Signs that bone drug may block breast tumors

The same mechanism that makes Amgen’s new bone drug denosumab an effective treatment for osteoporosis may also mean it could help prevent breast cancer, scientists said on Wednesday.

In a study in the journal Nature, an international team of researchers led by scientists in Austria said that a key mechanism in regulating bone strength is also one that allows the synthetic sex hormones found in hormone replacement therapy (HRT) and contraceptive pills to directly affect mammary cells.

The finding suggests that hormone-induced breast cancer could be blocked by denosumab, the first in a new class of drugs that inhibit a protein that activates bone-destroying cells.

“Further studies will be needed to prove the principle of our findings,” said Daniel Schramek, who worked on the research with Josef Penninger at the Institute of Molecular Biotechnology in Vienna.

“But we hope that medical trials using denosumab can be started in the near future to test whether the mouse studies can be directly translated to human breast cancer.”

The new findings build on earlier studies by Penninger, who previously uncovered genetic evidence that a protein called RANKL is the master regulator of healthy bones.

Finding exactly the same molecule in breast tissues led the scientists to a new link between sex hormones and breast cancer.

Breast cancer is the most common cancer in women and affects up to one in eight women in Europe and the United States during their lives. It kills about 519,000 people a year.

MOLECULAR LINK

Large studies such as the Women’s Health Initiative in 2002 and the Million Women Study found that synthetic sex hormones called progestins used in HRT and in contraceptives can increase the risk of breast cancer.

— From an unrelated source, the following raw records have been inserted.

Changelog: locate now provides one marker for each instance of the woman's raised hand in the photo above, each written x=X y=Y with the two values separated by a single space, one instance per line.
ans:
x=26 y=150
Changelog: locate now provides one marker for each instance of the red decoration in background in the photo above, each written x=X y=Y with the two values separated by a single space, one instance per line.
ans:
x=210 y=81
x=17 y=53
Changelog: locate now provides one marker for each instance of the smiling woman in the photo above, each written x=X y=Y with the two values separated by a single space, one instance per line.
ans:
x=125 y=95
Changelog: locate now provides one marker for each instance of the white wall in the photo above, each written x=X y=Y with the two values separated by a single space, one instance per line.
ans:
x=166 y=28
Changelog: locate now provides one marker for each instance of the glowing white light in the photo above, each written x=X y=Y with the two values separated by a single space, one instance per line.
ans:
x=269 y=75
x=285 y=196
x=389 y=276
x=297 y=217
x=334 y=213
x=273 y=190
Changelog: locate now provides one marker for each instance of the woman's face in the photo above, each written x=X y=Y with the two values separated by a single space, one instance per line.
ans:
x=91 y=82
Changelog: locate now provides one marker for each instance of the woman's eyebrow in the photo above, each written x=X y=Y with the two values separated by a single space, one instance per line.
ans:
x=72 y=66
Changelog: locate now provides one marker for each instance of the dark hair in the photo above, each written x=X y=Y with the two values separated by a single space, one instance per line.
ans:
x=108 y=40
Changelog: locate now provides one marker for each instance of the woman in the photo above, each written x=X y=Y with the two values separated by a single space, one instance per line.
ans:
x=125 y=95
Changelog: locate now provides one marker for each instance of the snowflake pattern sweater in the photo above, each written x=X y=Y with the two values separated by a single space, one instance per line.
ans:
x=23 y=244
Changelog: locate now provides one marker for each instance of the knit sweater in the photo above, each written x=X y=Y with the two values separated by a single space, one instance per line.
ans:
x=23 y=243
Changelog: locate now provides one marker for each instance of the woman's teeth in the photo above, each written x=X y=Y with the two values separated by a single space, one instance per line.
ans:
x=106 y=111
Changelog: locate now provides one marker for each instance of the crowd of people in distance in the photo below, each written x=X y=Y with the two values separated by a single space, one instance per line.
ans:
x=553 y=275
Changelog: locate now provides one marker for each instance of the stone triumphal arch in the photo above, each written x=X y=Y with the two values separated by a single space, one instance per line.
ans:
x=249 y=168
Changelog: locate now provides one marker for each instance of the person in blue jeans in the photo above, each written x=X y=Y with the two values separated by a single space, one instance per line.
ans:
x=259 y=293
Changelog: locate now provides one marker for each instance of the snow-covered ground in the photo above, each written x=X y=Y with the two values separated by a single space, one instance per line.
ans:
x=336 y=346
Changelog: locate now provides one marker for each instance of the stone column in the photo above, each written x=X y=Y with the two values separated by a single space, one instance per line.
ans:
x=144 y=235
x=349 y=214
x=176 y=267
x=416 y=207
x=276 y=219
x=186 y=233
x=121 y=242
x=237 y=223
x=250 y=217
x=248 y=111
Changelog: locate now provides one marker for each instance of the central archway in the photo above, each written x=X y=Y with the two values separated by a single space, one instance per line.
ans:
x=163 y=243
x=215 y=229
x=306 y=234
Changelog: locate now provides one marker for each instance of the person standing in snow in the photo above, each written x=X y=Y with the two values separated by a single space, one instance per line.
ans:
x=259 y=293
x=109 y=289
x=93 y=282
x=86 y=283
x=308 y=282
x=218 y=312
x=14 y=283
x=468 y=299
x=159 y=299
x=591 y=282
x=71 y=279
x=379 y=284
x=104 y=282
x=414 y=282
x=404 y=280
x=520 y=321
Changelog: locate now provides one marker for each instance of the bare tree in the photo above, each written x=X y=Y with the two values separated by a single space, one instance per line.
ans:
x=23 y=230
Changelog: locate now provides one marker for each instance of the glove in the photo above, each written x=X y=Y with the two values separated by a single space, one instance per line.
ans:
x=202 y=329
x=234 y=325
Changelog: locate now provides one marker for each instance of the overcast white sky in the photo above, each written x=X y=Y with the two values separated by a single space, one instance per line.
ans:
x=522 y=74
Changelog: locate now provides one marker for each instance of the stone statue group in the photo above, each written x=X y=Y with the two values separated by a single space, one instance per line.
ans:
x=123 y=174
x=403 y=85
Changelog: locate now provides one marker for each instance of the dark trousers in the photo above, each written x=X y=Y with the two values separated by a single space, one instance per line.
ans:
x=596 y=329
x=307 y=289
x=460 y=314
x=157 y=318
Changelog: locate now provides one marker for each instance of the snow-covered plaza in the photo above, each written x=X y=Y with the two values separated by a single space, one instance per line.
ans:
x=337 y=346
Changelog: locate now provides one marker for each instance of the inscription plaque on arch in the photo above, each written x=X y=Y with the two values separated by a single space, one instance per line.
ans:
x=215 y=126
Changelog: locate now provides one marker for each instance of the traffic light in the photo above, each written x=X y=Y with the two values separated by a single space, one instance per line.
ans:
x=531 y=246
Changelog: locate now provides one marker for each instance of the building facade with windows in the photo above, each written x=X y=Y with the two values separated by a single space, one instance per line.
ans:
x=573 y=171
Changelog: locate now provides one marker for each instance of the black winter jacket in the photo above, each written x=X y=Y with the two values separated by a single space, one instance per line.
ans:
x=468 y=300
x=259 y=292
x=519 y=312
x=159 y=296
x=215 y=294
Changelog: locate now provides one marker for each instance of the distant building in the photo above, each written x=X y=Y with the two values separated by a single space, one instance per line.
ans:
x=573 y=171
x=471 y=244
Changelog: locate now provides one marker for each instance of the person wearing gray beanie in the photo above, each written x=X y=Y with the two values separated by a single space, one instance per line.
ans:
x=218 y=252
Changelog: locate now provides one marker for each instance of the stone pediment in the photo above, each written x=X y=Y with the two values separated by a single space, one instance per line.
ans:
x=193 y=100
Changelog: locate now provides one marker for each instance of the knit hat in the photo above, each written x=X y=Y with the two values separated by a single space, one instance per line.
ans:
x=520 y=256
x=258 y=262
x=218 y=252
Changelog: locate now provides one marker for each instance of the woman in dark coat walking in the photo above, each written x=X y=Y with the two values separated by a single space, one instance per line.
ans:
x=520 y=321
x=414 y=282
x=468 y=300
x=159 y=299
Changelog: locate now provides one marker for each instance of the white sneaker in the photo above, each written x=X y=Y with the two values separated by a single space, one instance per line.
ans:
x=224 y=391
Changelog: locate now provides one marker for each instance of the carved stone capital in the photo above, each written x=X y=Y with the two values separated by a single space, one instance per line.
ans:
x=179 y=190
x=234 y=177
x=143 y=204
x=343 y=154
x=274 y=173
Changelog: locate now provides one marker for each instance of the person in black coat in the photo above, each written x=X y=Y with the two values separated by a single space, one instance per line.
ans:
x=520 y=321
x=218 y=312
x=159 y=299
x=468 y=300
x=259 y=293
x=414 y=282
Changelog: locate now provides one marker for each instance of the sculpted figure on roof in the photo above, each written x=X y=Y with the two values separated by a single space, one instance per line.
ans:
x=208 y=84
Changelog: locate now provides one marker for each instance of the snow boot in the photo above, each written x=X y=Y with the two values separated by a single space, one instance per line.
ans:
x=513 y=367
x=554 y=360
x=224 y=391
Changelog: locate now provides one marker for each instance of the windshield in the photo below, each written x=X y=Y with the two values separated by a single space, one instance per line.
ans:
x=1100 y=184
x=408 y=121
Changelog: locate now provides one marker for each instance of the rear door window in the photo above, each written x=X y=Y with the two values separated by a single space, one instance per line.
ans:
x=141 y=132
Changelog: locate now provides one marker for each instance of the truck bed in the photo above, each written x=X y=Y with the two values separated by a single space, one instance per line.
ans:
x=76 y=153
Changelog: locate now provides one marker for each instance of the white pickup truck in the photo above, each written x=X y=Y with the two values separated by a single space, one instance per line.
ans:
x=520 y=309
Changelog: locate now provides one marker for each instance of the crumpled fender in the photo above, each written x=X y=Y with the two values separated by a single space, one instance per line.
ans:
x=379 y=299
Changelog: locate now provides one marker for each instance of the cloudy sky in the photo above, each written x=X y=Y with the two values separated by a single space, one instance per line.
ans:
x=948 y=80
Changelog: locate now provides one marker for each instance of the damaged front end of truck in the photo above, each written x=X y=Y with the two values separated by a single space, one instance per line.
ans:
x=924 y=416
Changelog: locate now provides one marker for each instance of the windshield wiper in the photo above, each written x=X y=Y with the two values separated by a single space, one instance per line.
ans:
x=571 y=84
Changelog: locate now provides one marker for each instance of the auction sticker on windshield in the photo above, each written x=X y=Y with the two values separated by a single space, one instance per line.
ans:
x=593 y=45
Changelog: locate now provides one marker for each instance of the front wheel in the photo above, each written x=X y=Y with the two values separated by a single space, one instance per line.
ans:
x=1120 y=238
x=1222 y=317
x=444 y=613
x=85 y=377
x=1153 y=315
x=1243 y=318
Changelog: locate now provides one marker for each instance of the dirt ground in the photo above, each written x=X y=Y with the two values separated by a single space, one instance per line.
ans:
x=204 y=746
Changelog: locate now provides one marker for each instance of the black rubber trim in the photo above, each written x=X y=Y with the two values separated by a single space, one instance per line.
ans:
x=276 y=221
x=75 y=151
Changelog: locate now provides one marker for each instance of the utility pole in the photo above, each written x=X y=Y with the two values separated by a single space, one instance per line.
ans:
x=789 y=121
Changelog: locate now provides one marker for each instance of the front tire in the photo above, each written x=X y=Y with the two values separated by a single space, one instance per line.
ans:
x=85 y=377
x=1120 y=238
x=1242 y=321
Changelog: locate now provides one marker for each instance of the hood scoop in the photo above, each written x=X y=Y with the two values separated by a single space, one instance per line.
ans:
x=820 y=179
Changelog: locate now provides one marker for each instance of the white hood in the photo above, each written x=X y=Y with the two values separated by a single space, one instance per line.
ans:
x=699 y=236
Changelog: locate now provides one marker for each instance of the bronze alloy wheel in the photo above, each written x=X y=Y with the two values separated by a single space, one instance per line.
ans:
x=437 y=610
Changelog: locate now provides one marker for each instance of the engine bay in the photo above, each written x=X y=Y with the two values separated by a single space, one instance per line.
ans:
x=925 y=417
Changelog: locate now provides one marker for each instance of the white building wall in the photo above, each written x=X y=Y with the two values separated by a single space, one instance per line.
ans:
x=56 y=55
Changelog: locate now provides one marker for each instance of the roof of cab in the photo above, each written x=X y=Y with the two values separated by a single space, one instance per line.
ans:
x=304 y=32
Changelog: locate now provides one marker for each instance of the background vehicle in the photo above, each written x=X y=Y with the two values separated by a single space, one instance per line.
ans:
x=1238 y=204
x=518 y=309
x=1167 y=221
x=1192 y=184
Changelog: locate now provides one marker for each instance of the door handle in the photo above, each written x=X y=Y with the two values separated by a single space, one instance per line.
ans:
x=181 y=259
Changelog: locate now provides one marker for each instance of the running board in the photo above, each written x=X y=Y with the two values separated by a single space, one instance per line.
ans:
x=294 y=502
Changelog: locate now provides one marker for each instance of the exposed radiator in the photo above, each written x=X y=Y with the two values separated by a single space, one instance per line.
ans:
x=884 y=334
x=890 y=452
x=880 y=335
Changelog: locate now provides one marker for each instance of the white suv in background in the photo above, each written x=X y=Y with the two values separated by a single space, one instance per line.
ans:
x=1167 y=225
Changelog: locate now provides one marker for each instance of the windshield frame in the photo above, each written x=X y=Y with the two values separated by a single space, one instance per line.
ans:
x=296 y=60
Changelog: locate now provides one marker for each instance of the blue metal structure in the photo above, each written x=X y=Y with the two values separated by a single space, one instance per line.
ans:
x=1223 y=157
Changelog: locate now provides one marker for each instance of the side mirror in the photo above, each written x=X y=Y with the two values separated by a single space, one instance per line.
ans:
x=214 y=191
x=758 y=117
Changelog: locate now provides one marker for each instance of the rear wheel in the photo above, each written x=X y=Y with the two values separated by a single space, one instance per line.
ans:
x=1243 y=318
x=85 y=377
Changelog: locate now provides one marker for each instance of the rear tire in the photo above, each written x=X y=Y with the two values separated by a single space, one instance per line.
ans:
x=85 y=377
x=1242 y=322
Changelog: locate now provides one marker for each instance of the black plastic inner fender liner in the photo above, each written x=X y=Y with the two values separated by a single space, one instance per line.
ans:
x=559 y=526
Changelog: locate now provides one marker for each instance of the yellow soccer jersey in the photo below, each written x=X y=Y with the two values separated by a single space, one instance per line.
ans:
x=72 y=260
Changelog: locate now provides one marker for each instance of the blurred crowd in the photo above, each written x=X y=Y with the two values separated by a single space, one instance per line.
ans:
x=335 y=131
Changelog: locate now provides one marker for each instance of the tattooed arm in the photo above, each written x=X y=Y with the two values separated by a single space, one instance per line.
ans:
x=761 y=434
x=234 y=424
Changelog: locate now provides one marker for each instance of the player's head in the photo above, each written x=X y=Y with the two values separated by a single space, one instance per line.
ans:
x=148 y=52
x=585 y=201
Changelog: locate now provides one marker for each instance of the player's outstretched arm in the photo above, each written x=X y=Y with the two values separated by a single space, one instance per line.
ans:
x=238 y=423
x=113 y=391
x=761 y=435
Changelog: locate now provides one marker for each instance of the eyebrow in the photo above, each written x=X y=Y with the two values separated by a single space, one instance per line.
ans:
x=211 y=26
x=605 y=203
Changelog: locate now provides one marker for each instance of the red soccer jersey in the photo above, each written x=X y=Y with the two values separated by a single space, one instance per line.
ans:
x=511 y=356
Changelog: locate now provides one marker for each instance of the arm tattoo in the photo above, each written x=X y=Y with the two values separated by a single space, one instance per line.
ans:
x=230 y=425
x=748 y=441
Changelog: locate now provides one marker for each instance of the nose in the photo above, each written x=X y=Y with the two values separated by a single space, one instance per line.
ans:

“Since our results show that the RANKL system is an important molecular link between a synthetic sex hormone and breast tumors, one day women may be able to reduce their risk by taking blocking medicines in advance to prevent breast cancer,” Penninger said in statement.

The research team found that a synthetic female sex hormone used in HRT and contraceptive pills can trigger RANKL in breast cells of mice. These mammary cells then start to divide and multiply and fail to die when they should, and stem cells in the breast renew themselves, ultimately leading to breast cancer.

In a second study in Nature, also using mice, scientists at the U.S. biotech giant Amgen found that blocking the mechanism with a drug significantly delayed the formation of mammary tumors, leading to fewer breast cancers.

Blocking the RANKL mechanism not only reduced breast tumor formation but also decreased the spread of cancers to the lungs.

Denosumab is sold as Prolia for osteoporosis and is widely considered the most important growth driver in Amgen’s pipeline. It won approval from European regulators in May and from U.S. regulators in June for treatment of the brittle bone disease.

It is now under priority review by the U.S. Food and Drug Administration as a treatment for patients with advanced cancers that have spread to their bones.